I tried some of her latte without asking about it. “Whew! Who cooks for you?”

“Lactose is for cows,” she said. “Cut the banter and give me your professional opinion.”

“Open and shut,” I said. “When in doubt, look up.”

So we did, into the pines above. A good place to hide for this kind of perp, who do their best work in night.

Half a dozen pairs of eyes looking up there, into more than half a dozen trees. But trust someone in the Ornithology Division to distinguish the cones from the Strigiformes. They don’t call me Falconeye Wills for nothing.Strix varia“There he is,” I said. Straight up from the corpse. Barred owl. Strix varia to us nerds. And probably well-fed, taking only the protein-rich brain and leaving the rest for the scavengers.

See also all the jaw bones in owl pellets.

17 Responses to “The Case of the Headless Mouse”

  1. 1 Roger Latour December 27, 2012 at 8:18 am

    Case settled, reader so satisfied, thanks!

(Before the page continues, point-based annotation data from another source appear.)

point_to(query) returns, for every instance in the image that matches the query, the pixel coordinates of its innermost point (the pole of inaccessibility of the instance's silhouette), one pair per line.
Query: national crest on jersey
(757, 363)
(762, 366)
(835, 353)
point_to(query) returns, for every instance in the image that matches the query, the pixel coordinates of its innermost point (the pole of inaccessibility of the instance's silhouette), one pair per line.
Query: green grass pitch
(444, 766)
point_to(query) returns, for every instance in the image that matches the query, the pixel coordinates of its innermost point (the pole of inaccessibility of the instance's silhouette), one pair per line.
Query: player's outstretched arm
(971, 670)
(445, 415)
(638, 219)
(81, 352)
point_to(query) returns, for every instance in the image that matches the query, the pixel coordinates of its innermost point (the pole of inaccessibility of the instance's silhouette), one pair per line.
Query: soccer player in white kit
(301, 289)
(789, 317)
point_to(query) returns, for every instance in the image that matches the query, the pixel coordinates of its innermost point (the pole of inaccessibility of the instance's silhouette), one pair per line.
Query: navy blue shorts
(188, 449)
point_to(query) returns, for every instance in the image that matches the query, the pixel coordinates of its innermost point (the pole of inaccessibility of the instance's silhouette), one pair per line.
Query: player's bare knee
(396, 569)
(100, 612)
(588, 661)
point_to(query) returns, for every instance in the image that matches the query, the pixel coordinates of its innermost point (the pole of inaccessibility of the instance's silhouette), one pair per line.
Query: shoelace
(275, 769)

  2. 3 Elizabeth December 27, 2012 at 9:55 am

    Since I assume the perp, though IDed, was not apprehended, what was the location of the crime? I’d like to avoid walking my white-footed mouse there.

    • 4 mthew December 27, 2012 at 10:55 am

      No, the Barred Owls, at least three of which have seen over the last month or so in Central Park, have not been apprehended. They get a get-out-of-jail free card, a happy hunting pass, in this town. This has been a very Barred Owl year, with many sightings around the region.

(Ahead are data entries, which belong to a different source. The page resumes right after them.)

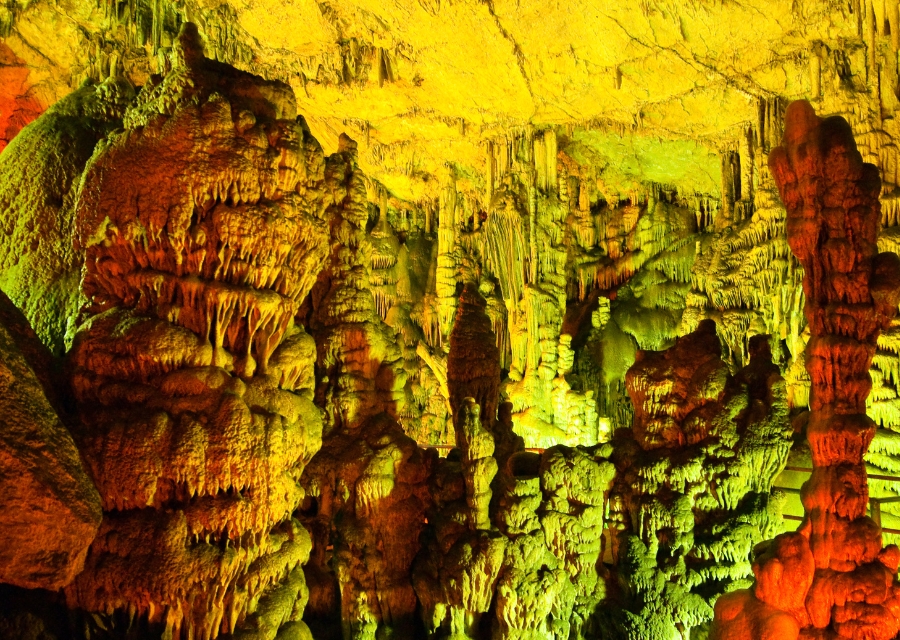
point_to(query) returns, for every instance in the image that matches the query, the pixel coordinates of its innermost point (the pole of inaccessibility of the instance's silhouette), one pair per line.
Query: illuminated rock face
(49, 509)
(694, 478)
(833, 578)
(202, 229)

  3. 5 Stephanie B. (@B4Steph) December 27, 2012 at 11:25 am

    Nice work! I’m like a little kid preferring to learn by way of a good story. I love it. And owls are all the rage right now.

  4. 6 Traci December 27, 2012 at 1:40 pm

    “We need a bird brain on the case.” Brilliant! Was this written by Phillip Marbled (Godwit)?

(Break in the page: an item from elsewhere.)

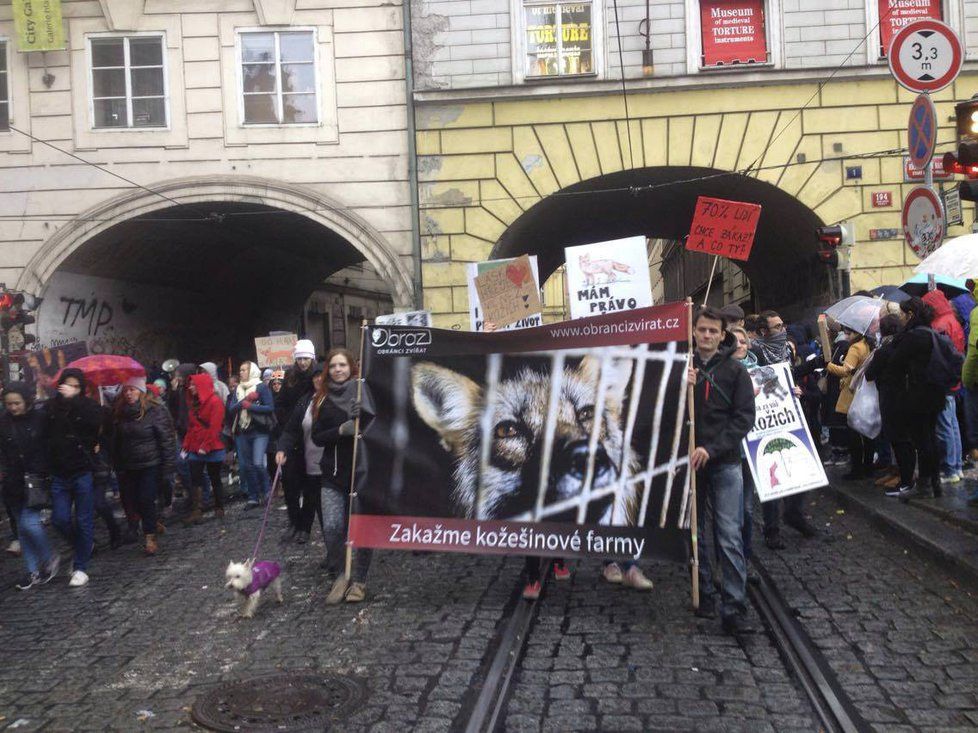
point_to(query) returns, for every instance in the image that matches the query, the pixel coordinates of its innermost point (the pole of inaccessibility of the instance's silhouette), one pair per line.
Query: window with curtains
(128, 82)
(279, 78)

  5. 8 Paul December 28, 2012 at 7:31 am

    Well, that explains a couple of similar finds my Ozark forest. Organized hits in the Midwest?

  6. 12 Out Walking the Dog December 29, 2012 at 2:43 pm

    Great story, Matthew. Case solved, call off the Pinkertons. I found a decapitated sparrow fledgling on my block once. No owls in the vicinity, but plenty of NYC’s Three Rs (Rats, Redtails and Raccoons). I think quite a few predators, both avian and mammalian, must enjoy chomping on some brains when they’re otherwise sated.